To showcase the details of the procedure outlined above, we discuss the workflow for executing example_01 in the example directory. In this example, the target density we want to emulate is given as a univariate Gaussian distribution, \(p = \mathcal{N}(0, \frac{1}{2})\). To begin with, we set up an UM-Bridge server mimicking a simulation model. We will fetch output data from this model. Run in a first terminal session:

python simulation_model.py

Next, we pretrain the model, meaning we generate a fixed number of input-output pairs a-priori and train the surrogate with them. Parameter points are chosen with a Latin hypercube sampling algorithm. This functionality is provided by the OfflineTrainer class in the offline_training module. To execute pretraining, we simply run

python run_pretraining.py -app example_01

Pretraining will generate a log file and a Checkpoint object, in this case surrogate_checkpoint_pretraining.pkl. We visualize the resulting GP prediction mean and 95% confidence intervals, along with the generated data points. At these data points, the GP estimate is sharp, whereas we can observe higher variance further away from the data.

samples

With a pretrained surrogate, whose meta and training data is stored in a checkpoint, we set up an actual surrogate control server via

python run_server.py -app example_01
The run script reads in the SimulationModelSettings and SKLearnGPSettings for the simulation and surrogate model, respectively. In addition, we need to provide a configuration for the control itself via ControlSettings. The control is further equipped with a logger, which is configured by a second LoggerSettings instance.

Next, we probe the running surrogate control server with a TestClient, configured in TestClientSettings. The client simply calls the server with a number of input parameters,

python run_testclient.py -app example_01

Whenever the control server needs to call the simulation model and retrain the surrogate during this online phase, it exports a new checkpoint.

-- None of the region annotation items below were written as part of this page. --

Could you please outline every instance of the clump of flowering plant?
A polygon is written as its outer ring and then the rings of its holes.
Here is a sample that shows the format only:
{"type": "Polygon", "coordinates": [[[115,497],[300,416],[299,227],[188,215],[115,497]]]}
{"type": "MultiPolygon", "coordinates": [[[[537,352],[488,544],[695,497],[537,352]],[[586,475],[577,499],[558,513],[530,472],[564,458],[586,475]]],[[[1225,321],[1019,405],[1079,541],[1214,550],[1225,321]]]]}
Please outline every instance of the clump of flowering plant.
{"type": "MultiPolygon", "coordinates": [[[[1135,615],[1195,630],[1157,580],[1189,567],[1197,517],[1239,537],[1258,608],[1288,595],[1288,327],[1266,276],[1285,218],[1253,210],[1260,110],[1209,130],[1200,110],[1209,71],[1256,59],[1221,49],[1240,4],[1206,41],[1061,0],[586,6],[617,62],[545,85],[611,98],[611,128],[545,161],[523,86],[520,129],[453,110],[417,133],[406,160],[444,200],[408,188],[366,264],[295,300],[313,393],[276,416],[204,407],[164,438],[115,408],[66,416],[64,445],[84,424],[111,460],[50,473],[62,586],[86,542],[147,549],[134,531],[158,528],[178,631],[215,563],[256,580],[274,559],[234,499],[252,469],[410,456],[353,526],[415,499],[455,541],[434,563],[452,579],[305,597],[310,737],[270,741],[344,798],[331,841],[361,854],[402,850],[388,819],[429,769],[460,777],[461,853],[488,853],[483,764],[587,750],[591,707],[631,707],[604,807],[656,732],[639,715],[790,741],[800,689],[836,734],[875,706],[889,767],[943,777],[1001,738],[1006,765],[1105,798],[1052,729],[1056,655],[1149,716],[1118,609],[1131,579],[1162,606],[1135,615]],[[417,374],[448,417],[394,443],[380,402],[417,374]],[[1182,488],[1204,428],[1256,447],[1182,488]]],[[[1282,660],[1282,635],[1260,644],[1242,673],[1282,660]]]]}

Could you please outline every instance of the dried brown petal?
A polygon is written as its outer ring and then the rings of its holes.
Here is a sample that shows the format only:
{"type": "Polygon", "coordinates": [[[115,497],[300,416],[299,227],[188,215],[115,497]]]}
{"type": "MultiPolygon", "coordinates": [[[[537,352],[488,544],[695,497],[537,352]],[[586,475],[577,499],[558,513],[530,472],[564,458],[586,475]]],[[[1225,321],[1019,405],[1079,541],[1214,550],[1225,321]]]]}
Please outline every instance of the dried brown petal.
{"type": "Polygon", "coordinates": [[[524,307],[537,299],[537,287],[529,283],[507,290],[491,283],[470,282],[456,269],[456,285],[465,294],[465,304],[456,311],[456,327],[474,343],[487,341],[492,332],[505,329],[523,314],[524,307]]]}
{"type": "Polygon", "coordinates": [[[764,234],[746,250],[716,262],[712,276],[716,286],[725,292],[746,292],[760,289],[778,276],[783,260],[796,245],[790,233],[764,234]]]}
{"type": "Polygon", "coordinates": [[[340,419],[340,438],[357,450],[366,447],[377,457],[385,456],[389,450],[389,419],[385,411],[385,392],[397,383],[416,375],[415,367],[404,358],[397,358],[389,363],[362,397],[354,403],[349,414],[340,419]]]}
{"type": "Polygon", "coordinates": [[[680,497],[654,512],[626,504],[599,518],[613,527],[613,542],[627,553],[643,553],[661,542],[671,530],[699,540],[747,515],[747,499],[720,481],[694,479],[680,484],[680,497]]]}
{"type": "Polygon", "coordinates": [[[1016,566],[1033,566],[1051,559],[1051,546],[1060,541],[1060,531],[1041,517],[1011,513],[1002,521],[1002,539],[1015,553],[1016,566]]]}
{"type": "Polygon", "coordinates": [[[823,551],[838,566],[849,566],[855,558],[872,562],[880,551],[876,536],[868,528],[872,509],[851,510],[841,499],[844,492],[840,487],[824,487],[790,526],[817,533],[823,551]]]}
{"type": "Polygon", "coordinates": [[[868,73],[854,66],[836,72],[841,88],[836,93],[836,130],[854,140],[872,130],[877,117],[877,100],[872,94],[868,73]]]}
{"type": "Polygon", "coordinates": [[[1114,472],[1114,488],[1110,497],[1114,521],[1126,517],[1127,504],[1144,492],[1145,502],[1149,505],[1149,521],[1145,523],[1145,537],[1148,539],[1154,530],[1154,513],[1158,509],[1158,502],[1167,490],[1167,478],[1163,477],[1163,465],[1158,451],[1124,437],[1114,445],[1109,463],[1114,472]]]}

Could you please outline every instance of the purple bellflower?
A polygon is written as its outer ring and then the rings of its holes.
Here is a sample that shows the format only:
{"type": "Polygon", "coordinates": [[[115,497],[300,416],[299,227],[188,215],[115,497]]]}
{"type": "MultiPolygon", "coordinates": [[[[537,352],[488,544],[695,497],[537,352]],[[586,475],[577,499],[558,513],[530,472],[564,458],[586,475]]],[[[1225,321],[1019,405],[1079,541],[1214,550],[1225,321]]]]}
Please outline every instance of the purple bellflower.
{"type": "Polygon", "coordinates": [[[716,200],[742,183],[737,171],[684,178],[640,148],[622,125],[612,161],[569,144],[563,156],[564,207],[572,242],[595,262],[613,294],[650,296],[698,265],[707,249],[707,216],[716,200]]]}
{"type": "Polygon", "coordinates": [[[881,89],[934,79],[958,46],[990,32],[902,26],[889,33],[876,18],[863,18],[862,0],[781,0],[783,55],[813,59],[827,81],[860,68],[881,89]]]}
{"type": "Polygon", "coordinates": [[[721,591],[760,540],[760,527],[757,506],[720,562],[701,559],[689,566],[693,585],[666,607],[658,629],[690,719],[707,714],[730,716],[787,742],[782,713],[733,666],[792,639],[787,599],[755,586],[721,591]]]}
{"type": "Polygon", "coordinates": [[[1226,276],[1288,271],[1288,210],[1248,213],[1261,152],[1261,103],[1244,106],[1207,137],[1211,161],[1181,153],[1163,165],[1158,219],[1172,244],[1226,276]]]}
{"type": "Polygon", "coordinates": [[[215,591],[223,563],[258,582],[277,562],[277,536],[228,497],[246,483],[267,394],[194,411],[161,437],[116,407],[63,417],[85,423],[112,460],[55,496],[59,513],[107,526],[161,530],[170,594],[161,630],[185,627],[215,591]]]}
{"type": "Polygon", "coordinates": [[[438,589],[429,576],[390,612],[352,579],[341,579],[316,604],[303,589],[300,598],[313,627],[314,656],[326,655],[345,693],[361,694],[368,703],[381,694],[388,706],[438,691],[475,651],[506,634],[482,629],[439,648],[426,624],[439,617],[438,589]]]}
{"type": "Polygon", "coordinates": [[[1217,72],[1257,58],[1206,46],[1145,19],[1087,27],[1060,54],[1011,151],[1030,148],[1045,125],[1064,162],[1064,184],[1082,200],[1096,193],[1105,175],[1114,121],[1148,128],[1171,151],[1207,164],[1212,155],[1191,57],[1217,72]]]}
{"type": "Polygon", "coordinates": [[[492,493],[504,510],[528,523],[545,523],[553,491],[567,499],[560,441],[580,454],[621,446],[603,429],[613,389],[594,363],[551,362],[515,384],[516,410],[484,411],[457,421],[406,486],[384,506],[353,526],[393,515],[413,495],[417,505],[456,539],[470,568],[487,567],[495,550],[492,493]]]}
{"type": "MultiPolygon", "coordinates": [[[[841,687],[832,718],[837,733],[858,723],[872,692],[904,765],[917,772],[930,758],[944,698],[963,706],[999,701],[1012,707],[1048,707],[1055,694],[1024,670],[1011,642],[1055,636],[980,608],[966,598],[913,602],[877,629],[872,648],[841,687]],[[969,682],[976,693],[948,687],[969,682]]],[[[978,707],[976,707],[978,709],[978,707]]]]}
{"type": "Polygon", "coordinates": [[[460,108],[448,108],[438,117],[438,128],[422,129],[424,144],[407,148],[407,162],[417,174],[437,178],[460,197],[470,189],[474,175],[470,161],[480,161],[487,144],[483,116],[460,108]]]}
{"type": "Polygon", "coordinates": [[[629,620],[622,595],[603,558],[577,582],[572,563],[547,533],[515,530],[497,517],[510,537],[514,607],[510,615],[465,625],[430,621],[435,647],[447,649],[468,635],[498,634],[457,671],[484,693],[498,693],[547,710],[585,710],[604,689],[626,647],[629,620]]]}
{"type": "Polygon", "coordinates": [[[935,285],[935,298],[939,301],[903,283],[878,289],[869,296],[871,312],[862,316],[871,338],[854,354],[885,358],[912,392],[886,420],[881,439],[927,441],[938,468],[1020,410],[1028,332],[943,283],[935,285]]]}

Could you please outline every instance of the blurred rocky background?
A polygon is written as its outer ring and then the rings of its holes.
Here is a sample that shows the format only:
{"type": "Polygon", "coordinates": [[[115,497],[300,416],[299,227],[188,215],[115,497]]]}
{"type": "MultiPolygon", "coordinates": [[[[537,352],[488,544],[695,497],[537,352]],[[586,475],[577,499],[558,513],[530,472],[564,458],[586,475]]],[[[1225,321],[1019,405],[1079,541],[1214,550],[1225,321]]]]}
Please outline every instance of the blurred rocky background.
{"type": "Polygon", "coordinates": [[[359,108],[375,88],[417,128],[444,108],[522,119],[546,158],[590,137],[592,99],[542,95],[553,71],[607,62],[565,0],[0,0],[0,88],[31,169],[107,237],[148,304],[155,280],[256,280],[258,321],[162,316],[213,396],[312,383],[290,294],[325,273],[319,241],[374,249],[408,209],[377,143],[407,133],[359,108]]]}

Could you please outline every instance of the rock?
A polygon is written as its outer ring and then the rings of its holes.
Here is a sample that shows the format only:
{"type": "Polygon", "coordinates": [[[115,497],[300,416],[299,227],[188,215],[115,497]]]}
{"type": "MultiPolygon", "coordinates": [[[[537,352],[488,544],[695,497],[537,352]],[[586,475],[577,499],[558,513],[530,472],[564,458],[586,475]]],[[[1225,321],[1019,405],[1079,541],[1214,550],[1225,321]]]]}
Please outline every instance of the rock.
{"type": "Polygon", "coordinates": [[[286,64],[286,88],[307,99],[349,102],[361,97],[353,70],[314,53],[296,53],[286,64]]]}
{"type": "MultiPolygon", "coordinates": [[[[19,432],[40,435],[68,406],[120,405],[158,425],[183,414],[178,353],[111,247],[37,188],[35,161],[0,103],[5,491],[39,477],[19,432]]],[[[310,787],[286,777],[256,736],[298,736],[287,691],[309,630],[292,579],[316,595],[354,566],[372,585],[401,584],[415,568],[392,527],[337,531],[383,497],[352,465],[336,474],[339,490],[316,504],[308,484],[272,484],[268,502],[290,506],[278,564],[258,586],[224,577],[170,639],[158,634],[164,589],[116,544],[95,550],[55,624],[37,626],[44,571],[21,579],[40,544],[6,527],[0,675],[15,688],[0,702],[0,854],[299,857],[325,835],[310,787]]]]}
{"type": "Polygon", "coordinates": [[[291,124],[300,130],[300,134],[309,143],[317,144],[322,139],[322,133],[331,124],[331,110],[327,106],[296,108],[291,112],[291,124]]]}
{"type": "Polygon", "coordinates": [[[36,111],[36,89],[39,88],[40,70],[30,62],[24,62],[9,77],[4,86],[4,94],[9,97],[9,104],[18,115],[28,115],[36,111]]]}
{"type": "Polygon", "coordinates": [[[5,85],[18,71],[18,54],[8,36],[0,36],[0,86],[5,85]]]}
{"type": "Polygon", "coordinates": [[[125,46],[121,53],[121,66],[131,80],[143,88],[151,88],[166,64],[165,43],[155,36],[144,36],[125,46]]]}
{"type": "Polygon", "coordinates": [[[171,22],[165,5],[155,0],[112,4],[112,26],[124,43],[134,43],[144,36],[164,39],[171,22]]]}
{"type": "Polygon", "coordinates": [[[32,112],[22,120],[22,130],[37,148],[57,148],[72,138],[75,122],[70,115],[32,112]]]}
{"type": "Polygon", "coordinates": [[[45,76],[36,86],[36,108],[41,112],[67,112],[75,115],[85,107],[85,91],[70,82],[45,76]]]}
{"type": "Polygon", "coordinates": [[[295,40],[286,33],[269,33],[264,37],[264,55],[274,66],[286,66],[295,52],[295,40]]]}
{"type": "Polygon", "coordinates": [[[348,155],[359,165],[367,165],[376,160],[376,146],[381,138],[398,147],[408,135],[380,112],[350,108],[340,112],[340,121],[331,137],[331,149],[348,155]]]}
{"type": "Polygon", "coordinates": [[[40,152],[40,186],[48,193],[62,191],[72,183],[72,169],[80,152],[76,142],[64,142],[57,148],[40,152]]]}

These checkpoints can be utilized to set up the surrogate and control for subsequent runs, so that no information gets lost. Looking at the visualization of the last checkpoint, we can see that some additional data points have been fetched by the surrogate. Variance in the estimate is pretty much non-existent by now.

samples

After the pretraining and test client runs, we can assess all surrogate checkpoints through visualization:

python run_visualization.py -app example_01

Basically, the visualization code trains a surrogate for every of the exported checkpoints it can find in the results directory. Subsequently, it visualizes the mean output and associated 95% confidence intervals of the respective surrogates, depending on the dimension of the parameter space.

Configuration

The settings file is the unified entry point for the configuration of the simulation model, the surrogate and the control. It implements data classes that serve as input settings for the respective components. In the following, we give a detailed overview of these settings.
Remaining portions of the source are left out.